# menage sizes ???



## missy daisy (19 December 2011)

does anyone know if a menage size 20m x 15 m would be big enough just for 1 person as i would like menage but limited space and this size would fit perfect ?????


----------



## Honey08 (19 December 2011)

You could lunge in it (just about!) or ride small ponies in it, but other than that it wouldn't be much use, and a lot of expense for that.


----------



## missy daisy (19 December 2011)

what size would you think i could get away with what about 20m x 20m


----------



## Keimanp (19 December 2011)

I'm thinking about building a menage and was wondering what sizes everyone has (Sorry semi thread hijack) and what size would you build if you had the room?


----------



## Keimanp (19 December 2011)

missy daisy said:



			what size would you think i could get away with what about 20m x 20m
		
Click to expand...

This is a large cricle, you would be able to lunge horses in it. Can you buy some land of a neighbour to increase the size availiable to you? 20x30 would be better, 20x35 better still, 20x40 perfect.


----------



## kerilli (19 December 2011)

i think 20 x 15 would really be too small to be useful. good as tiny turnout but a lot of expense for that!
20 x 20 is more useful but still a bit limited tbh.
there's a reason why 20x40 is usually the minimum... i know someone who trained horses to top 4* level in a 20x40, so it is a very useful size. 
bigger is better of course though! i have 20x60 now which is great, but ideally i'd have 30x60 or even 40x60, or in an absolutely perfect world (when i win the lottery!), a 20x60 and a separate 60x60 for jumping!


----------



## Shazzababs (19 December 2011)

Keimanp said:



			I'm thinking about building a menage and was wondering what sizes everyone has (Sorry semi thread hijack) and what size would you build if you had the room?
		
Click to expand...

I would put in the biggest one you can fit\afford.  Once you have the initial outlay making it bigger at the original construction time is cheaper than expanding at a later date.

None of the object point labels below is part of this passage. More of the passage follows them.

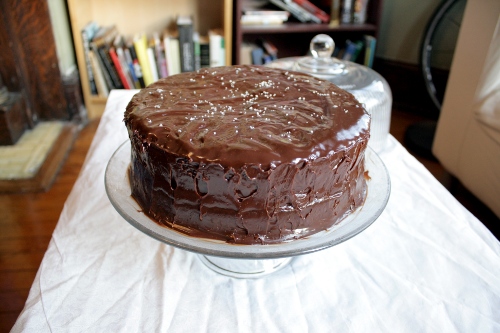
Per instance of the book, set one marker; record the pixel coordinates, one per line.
(150, 52)
(204, 52)
(101, 86)
(87, 33)
(127, 84)
(309, 17)
(217, 49)
(335, 13)
(186, 46)
(314, 10)
(246, 53)
(172, 53)
(130, 63)
(264, 17)
(104, 35)
(359, 11)
(352, 50)
(141, 45)
(197, 50)
(137, 65)
(161, 62)
(370, 45)
(346, 11)
(125, 66)
(109, 67)
(257, 56)
(293, 10)
(271, 51)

We have a 25x50m, which is nice as you can fit a 20x40m dressage arena in with room to ride around the edge, and you can also jump across it.  I could have fitted 30x60 in though and with hindsight probably should have.


----------



## ofcourseyoucan (19 December 2011)

i would suggest a 20 by 40 as a minimum anything else will be an expensive turnout area! anything smaller than 20 by 40 is far too restrictive to ride in, ok for lunging but thats about it! if your going for a 20 by 15 m save yourself loads of money and just chuck down hardcore and use it for turnout!


----------



## ofcourseyoucan (19 December 2011)

i wouldnt even attempt to lunge on a 20 by 15 even with the supple bendy horses. the size is too restrictive. if you cant afford to build a 20 ny 40 then i would wait til you can otherwise it really will be false economy. good luck


----------



## lisa-tredellans (19 December 2011)

Certainly a 20x40 minimum, would find it difficult any smaller. If its the expense thats holding you back then just stick with grass, I school on grass all the time and usually find they go better on grass than on sand anyway!


----------



## Bettyboo1976 (19 December 2011)

We have 3 biggest is 80m x 40m


----------



## 5horses2dogsandacat (20 December 2011)

Great post, very helpful to me too.... thank you


----------



## janej55uk (20 December 2011)

My Mum has had a 20x30 for years. She has managed to back and school many horses in it, you can jump in it and last winter she kept 2 pointers fit in it during the 6 weeks snow and ice.
If you are limited 20x30 will do.


----------